The centrosome is a small structure, composed of two barrel-shaped assemblies, called centrioles. Its main job is to sprout cable-like microtubules that take on different roles. They move cargo between different places inside the cell by acting as superhighways, and help to cleanly separate chromosomes into the two daughter cells when a cell divides. Microtubules can also make up a whip-like cilium that can act as an antenna, informing the cell about the outside world, or a beating rod to move liquid and floating chemicals around the cell’s exterior.

Given the different roles that microtubules have, it is not surprising that a faulty centrosome has been linked to seemingly unrelated diseases. For example, microcephaly, an abnormally reduced size of the head, and polycystic kidney disease stem from cells’ inability to form a working centriole or a cilium, respectively, while many cancers start when dividing cells fail to correctly segregate their DNA.

Only two micrometers across, the centrosome is a crowded place, with about 200 distinct proteins that make up its core. Sticking together to make larger structures is just one way that proteins work. The majority of contacts between proteins are more fleeting and it is these transient interactions that drive the biochemistry of life. Scientists surmised that if they could unpick all of the centrosome’s proteins and their contacts, they would then have a strong handle on some of the key processes that are controlled by this critical structure in the cell. The trouble is that centrosomal proteins are notoriously sticky and separating them with traditional laboratory methods has proven to be difficult.
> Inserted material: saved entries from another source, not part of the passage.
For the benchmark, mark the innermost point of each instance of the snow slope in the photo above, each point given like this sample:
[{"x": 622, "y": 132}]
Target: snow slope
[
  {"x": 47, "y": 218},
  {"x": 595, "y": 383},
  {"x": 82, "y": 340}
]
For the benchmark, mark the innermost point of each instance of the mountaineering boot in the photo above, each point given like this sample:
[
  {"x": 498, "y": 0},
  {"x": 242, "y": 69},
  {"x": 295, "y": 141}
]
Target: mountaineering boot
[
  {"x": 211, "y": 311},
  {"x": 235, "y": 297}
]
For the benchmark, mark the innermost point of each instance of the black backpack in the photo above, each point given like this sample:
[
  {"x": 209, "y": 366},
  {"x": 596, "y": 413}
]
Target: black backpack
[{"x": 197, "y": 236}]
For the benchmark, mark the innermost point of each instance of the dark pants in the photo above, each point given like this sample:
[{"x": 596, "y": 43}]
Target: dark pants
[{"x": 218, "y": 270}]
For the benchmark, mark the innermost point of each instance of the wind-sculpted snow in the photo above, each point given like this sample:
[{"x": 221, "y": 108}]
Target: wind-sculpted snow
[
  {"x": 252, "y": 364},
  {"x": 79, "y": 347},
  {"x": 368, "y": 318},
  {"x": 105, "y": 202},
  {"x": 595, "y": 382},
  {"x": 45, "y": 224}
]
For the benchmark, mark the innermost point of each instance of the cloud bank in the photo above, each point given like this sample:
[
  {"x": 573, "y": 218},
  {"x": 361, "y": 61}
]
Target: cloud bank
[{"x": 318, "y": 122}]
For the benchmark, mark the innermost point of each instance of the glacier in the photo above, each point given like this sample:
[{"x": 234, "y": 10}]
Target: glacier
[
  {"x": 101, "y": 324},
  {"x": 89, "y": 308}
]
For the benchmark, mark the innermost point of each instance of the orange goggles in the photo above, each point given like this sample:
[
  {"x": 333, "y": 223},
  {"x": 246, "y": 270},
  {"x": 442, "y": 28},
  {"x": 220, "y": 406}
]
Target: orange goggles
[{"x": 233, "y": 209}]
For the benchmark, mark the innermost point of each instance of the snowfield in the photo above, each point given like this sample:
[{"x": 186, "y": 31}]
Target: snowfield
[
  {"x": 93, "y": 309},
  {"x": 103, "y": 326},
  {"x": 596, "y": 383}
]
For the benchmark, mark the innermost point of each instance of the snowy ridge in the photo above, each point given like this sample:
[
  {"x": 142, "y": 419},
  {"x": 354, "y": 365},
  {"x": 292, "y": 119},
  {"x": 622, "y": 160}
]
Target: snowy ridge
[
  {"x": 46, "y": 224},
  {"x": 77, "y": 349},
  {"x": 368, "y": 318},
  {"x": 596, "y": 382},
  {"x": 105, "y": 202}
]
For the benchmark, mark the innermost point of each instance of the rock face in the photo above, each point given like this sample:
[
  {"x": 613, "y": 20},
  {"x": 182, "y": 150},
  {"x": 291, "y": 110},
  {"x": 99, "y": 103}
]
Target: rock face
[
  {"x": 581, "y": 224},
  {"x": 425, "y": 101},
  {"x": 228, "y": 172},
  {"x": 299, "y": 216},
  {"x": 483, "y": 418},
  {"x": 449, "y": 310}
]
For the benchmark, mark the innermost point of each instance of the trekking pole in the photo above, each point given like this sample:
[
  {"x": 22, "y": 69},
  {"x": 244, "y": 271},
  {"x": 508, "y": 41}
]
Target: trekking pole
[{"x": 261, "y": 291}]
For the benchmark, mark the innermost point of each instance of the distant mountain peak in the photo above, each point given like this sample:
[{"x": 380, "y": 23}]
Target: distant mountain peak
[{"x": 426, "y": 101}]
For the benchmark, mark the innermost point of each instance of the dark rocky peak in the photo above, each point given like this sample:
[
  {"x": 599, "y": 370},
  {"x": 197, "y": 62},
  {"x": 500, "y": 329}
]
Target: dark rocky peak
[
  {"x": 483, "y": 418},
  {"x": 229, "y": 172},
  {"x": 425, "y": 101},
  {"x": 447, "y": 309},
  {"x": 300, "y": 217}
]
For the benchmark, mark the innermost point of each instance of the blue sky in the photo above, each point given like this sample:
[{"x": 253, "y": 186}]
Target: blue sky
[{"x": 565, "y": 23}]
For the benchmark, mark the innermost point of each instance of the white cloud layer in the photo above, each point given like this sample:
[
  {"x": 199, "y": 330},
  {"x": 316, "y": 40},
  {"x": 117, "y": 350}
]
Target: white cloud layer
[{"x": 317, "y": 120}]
This all changed with the arrival of proximity-dependent biotinylation (BioID), a new tool that enabled Pelletier and Raught to record proteins in and around the centrosome in previously unimaginable detail. BioID works by engineering a protein of choice – a bait — in a way that allows it to attach tags onto other proteins it comes into contact with, a bit like dipping your hand in red paint before shaking hands with those around you. Scientists then collect all of the tagged proteins to reconstruct how they interacted with the bait.

Pelletier’s team used almost 60 different bait proteins that were known to be important at the centrosome, to reveal an astonishing 7,000 protein contacts between 1,700 distinct proteins.

“More than 70 per cent of these protein interactions have never been detected before. This greatly expands what we know about protein interaction at the centrosome-cilium interface,” says Pelletier.

But just because a protein is in contact with the centrosome does not mean that it has a biologically relevant role. To test this, the researchers removed from the cells, one by one, 500 newly discovered proteins to see what happened. They discovered that more than half of the proteins they tested play important roles in keeping the centrosome intact, or helping to build the cilium. But the researchers were surprized to find that most of the proteins are actually involved in more than one process, painting a far more dynamic picture of the centrosome than we have previously imagined.

“The degree to which these processes are intertwined is surprising and much more pronounced than we anticipated,” says Pelletier.

In the future, Pelletier plans to study in more detail some of the newly discovered proteins to understand how they affect cilia function, a long-standing research interest of his. “Of course, we are also very interested to determine whether these interactions are altered in disease and what role they might play. We can do the same BioID experiments in cells with mutations in genes that cause cilia/centriole dysfunction and are linked to kidney or brain diseases. If we can understand the molecular basis of the disease then we can think of ways to fix it,” says Pelletier.